Странный человек, странный, а дорогой. Он не был мне совсем ясен, да и самому себе тоже, и непрерывно продолжал раскрываться и искать. Только делал это без мучений, без озлобления, как бывает у других, но с каким-то детским простодушием, с легкостью насмешливого сомнения, которым чаще всего опровергал себя.
Он любил рассказывать и рассказывал прекрасно, корни его слов уходили глубоко в землю, а ветви касались неба. Они превратились для меня в потребность и в источник удовольствия. Не знаю, что содержалось в них, что озаряло меня, некоторые из его рассказов я с трудом вспоминаю, но после них оставался какой-то дурман, что-то необыкновенное, светлое и прекрасное: рассказы о жизни, но лучше самой жизни.
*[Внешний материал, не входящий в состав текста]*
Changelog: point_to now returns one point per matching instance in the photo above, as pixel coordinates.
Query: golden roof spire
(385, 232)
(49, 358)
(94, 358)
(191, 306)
– Я неисправимый болтун, я люблю слова, все равно какие, все равно о чем. (В беспорядке записываю я то, что он говорил однажды ночью, когда городок безмятежно спал.) Разговор – это связь между людьми, может быть, одна-единственная. Этому меня научил один старый солдат, мы вместе попали в плен, нас вместе бросили в темницу, вместе приковали цепью к железному кольцу в стене.
– Что будем делать: рассказывать или молчать? – спросил старый воин.
– А что лучше?
– Лучше рассказывать. Легче будет жить в подземелье. Легче умирать.
– Какая разница.
– А вот видишь, есть. Покажется нам, будто мы что-то делаем, будто что-то происходит, и меньше станем мы ненавидеть, и придет то, что должно прийти, это уже не в наших силах. Встретились вот так однажды два неприятельских солдата в лесу, что делать, как быть, начали свою работу исполнять, ту, к которой приучены. Пальнули из ружей, ранили друг друга, выхватили сабли, рубились летним днем до полудня, пока не обломали их, а когда остались с одними ножами, один другому и говорит:
– Погоди, давай передохнем. Полдень миновал, не волки ж мы, люди все-таки. Сядь-ка ты тут, а я здесь. Хороший ты боец, уморил меня.
– Ты меня тоже.
– А раны твои болят?
– Болят.
– Мои тоже. Приложи табаку, кровь останавливает.
– Ничего, мох сойдет.
Посидели они, потолковали о том о сем, о семье, о детях, о нелегкой жизни своей, все у них похожее, много что одинаковое, поняли друг друга, сблизились, потом встали и сказали:
– Ну вот и отвели душу. Даже о ранах позабыли. Пора кончать начатое.